注意,Strong Duality 的意义并不是简单地得到 $d^{\ast} = p^{\ast}$,而是说明了 “只要满足了 constraint qualifications,那么 primal problem 等价于 dual problem”,进一步就有:

  • 求 dual problem $(\ref{eqd})$
    • 等价于
  • 求 primal problem $(\ref{eqp})$
    • 等价于
  • 求最原始的 optimization 问题 $(\ref{eqopt})$

5. Complementary slackness

在我们讲 KTT conditions 之前,我们先来说一下 Complementary slackness。

Lemma 4 (Complementary Slackness): If strong duality holds, then $\alpha_{i}^{\ast} g_{i}(x^{\ast}) = 0$ for each $i = 1,\cdots,m$.

证明比较简单。之前 Lemma 2 有 $d^{\ast} \leq p^{\ast}$,现在 strong duality holds 了有 $d^{\ast} = p^{\ast}$。所以按 Lemma 1 的证明走,所有的 $\leq$ 现在都要取 $=$,必然要求 $\alpha_{i}^{\ast} g_{i}(x^{\ast}) = 0$。

又因为 $\alpha_{i}^{\ast} \geq 0$,所以有:

$\alpha_{i}^{\ast} > 0 \Rightarrow g_{i}(x^{\ast}) = 0$

$g_{i}(x^{\ast}) < 0 \Rightarrow \alpha_{i}^{\ast} = 0$

这个 $\alpha_{i}^{\ast} g_{i}(x^{\ast}) = 0$ 的 constraint 我们又称为 active constraint。
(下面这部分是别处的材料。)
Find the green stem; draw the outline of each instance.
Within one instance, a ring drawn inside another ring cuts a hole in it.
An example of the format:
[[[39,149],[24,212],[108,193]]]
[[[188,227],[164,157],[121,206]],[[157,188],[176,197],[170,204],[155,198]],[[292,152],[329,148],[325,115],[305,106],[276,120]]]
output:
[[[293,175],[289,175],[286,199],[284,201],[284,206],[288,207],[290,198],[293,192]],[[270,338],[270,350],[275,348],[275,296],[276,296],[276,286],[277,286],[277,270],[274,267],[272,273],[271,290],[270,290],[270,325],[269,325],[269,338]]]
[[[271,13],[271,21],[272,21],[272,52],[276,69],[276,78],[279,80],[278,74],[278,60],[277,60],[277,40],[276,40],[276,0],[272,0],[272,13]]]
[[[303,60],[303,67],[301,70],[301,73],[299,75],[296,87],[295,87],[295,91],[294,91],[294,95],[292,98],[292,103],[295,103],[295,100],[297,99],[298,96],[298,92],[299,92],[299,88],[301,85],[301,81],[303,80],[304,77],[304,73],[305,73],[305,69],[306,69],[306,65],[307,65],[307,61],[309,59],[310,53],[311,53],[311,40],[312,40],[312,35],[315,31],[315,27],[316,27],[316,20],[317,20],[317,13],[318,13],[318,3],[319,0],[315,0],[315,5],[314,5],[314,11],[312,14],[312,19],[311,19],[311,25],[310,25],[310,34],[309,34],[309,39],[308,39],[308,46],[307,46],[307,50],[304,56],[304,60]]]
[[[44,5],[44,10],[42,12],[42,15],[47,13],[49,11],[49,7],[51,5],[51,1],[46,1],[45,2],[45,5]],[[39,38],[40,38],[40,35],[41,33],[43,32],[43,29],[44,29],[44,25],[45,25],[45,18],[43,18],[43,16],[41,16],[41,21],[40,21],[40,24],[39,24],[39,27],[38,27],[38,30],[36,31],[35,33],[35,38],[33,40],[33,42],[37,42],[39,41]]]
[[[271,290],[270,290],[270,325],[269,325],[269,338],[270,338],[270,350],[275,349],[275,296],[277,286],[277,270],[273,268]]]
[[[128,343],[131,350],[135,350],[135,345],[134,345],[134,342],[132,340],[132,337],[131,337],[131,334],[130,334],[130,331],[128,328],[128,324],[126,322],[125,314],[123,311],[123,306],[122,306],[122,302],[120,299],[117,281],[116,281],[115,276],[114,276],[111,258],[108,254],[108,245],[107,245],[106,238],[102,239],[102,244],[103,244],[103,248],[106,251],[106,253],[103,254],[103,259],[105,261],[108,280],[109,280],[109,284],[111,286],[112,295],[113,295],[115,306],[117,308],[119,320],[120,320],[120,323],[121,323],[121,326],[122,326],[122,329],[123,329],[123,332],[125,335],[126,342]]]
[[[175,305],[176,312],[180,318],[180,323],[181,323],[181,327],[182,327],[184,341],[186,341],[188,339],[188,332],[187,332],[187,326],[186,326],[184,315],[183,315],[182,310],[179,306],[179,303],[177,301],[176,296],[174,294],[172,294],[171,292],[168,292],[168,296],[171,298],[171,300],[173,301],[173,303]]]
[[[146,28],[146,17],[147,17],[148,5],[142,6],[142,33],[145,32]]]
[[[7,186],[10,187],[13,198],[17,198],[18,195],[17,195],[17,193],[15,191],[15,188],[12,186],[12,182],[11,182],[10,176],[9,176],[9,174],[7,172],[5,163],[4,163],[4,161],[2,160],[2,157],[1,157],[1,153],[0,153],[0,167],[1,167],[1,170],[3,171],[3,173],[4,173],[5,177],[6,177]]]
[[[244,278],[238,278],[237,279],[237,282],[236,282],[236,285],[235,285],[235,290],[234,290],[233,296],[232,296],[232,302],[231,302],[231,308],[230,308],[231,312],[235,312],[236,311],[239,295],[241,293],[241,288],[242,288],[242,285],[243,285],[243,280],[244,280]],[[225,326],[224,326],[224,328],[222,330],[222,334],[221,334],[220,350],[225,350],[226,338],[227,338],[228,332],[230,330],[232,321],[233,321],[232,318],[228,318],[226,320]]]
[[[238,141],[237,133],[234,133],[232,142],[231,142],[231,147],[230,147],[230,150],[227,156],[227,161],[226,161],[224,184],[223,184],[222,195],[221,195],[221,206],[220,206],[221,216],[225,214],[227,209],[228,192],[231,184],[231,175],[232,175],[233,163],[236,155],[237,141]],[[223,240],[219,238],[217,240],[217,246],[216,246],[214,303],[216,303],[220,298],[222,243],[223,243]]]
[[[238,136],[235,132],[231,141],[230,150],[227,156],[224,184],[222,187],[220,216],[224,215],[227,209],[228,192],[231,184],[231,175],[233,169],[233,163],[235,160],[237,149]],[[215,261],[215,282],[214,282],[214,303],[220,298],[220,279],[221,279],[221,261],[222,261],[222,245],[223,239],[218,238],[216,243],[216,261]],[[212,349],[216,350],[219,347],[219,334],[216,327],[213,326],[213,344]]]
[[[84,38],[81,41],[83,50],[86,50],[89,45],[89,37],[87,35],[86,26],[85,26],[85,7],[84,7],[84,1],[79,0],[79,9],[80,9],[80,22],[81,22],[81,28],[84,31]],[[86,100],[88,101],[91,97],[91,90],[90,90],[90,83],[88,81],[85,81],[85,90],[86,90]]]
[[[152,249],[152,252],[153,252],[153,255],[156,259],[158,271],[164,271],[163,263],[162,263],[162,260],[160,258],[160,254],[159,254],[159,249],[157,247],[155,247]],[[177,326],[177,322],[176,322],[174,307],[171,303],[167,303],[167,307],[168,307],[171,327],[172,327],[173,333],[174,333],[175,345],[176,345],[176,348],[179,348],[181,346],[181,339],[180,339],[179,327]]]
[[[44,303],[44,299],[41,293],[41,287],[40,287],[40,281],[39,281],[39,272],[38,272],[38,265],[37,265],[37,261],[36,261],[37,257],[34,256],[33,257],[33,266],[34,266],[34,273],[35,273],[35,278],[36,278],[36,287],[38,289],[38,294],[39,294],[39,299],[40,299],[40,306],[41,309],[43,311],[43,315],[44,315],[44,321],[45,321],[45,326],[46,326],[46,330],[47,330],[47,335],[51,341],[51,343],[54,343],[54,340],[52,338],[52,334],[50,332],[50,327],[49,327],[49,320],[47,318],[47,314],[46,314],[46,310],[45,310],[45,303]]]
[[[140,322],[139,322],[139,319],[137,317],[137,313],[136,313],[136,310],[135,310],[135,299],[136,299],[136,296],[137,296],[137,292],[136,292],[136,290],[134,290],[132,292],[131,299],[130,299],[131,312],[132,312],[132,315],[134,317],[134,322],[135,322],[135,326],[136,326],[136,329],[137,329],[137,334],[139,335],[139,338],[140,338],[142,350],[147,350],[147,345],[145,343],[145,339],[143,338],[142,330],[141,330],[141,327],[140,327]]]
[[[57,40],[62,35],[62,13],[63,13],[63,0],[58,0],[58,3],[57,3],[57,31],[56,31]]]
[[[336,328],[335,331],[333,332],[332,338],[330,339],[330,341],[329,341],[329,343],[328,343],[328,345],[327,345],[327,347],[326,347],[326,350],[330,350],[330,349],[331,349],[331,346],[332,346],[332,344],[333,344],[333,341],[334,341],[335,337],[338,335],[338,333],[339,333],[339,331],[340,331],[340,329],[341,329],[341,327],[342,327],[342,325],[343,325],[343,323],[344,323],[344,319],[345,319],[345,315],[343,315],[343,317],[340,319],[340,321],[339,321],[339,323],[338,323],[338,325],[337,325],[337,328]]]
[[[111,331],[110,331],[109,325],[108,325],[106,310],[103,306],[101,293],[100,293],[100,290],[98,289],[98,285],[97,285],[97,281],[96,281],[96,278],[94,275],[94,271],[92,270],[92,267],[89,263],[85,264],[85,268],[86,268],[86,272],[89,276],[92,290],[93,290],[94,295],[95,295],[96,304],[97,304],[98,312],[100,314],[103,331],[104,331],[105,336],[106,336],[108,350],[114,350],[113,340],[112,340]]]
在 SVM 中,support vector 其实就是以 active constraint 的形式存在的。

6. The KKT (Karush-Kuhn-Tucker) conditions

Theorem 1: Suppose that $x^{\ast} \in \mathbb{R}^{n}$, $\alpha^{\ast} \in \mathbb{R}^{m}$ and $\beta^{\ast} \in \mathbb{R}^{p}$ satisfy the following conditions:

  1. (Primal feasibility) $g_{i}(x^{\ast}) \leq 0$, $i = 1, \cdots, m$ and $h_{i}(x^{\ast}) = 0$, $i = 1, \cdots, p$,
  2. (Dual feasibility) $\alpha_{i}^{\ast} \geq 0$, $i = 1, \cdots, m$,
  3. (Complementary slackness) $\alpha_{i}^{\ast} g_{i}(x^{\ast}) = 0$, $i = 1, \cdots, m$, and
  4. (Lagrangian stationarity) $\nabla_{x}{L(x^{\ast}, \alpha^{\ast}, \beta^{\ast})} = 0$.

Then $x^{\ast}$ is primal optimal and $(\alpha^{\ast}, \beta^{\ast})$ are dual optimal. Furthermore, if strong duality holds, then any primal optimal $x^{\ast}$ and dual optimal $(\alpha^{\ast}, \beta^{\ast})$ must satisfy the conditions 1 through 4.

These conditions are known as the Karush-Kuhn-Tucker (KKT) conditions.